TLDR
- AI agents introduce bugs in complex codebases not because the AI is unreliable, but because they're blind to the institutional knowledge behind your decisions — decisions that carry years of context, trade-offs, and consequences the code itself never reveals
- Every codebase has two implicit audiences: the machine and the next developer — AI agents are a third, and they're already reading your code
- An agent scanning an 8-year-old codebase encounters multiple architectural eras simultaneously, with no way to distinguish the intentional from the incidental
- Architecture Decision Records (ADRs) are a proven format that maps directly onto what an agent needs: decision, rationale, constraints, and known trade-offs
- You don't need to retrofit the entire codebase — start at the boundaries between architectural eras and business-driven shortcuts
The Concern Is Valid. The Diagnosis Usually Isn't.
If you've been following the discourse around AI coding agents, you've seen the stories. Bugs introduced at scale. Subtle regressions. Code that looks right but behaves wrong under specific conditions. Production databases deleted — backups included. Well-known SaaS platforms down for hours while engineers tried to reconstruct what the agent had done and undo it.

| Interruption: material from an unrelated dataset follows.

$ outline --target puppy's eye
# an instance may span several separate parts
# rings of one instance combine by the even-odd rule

The concern is legitimate. But the diagnosis — "AI agents are unreliable" — misses the actual failure point.
The agent isn't the problem. The missing context is.
You've Always Written Code for Two Audiences
Every technical decision your team has ever made was written for two readers: the machine that executes the code, and the developer who maintains it.
Your naming conventions, your abstractions, your module boundaries — all of it implicitly addresses one of these two audiences. Good engineering is the practice of serving both simultaneously.
AI coding agents are a third reader. They have no memory of the Slack thread where your team decided to leave that legacy module untouched. They don't know that a particular shortcut was a deliberate business call, validated by product leadership, with a known remediation plan. They can't tell which parts of the codebase were built last year and which were built during a different architectural era under completely different constraints.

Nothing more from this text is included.